It is going to be a big year for the booming fintech industry.
Fintech refers to financial technology, and more specifically the rise of startups using technology to take on the financial industry in everything from wealth management to payments.
already one of Wall Street’s buzzwords. And after a year of heavy investment in fintech startups, 2016 is going to be the year that establishment firms start testing their own fintech offerings.
“When we talk to the banks, 2016 is the year of the use case,” said Brian Foran, a partner at Autonomous Research US. “They all say there is something in fintech that we want to roll out. There will be a lot more launches in 2016. Some will be a success, and some will fall by the wayside.”

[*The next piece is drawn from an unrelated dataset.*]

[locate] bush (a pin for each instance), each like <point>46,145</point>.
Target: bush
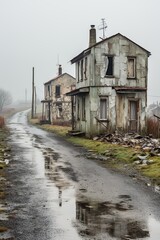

He cited the rollout of platforms that use algorithms to determine investment allocations, known as robo-advisers, as an example. Elsewhere, big banks are launching mobile-payment apps and experimenting with blockchain technology.
Fintech funding has boomed in recent years, and that’s led to talk of a bubble in valuations. Investors put $12.2 billion into fintech firms in 2014, up from $2.8 billion in 2012, according to BI Intelligence. In the first quarter of 2015 alone there were nearly $3 billion of investments in the sector, according to CB Insights.
Foran said that 52% of respondents to a survey it carried out said that VC valuations in the fintech sector were “bonkers — a lot of the money being invested today will be lost.”
“It is a critical year for the anti-establishment as well,” Foran told Business Insider.
“People are asking if there is a path to get getting paid on this.”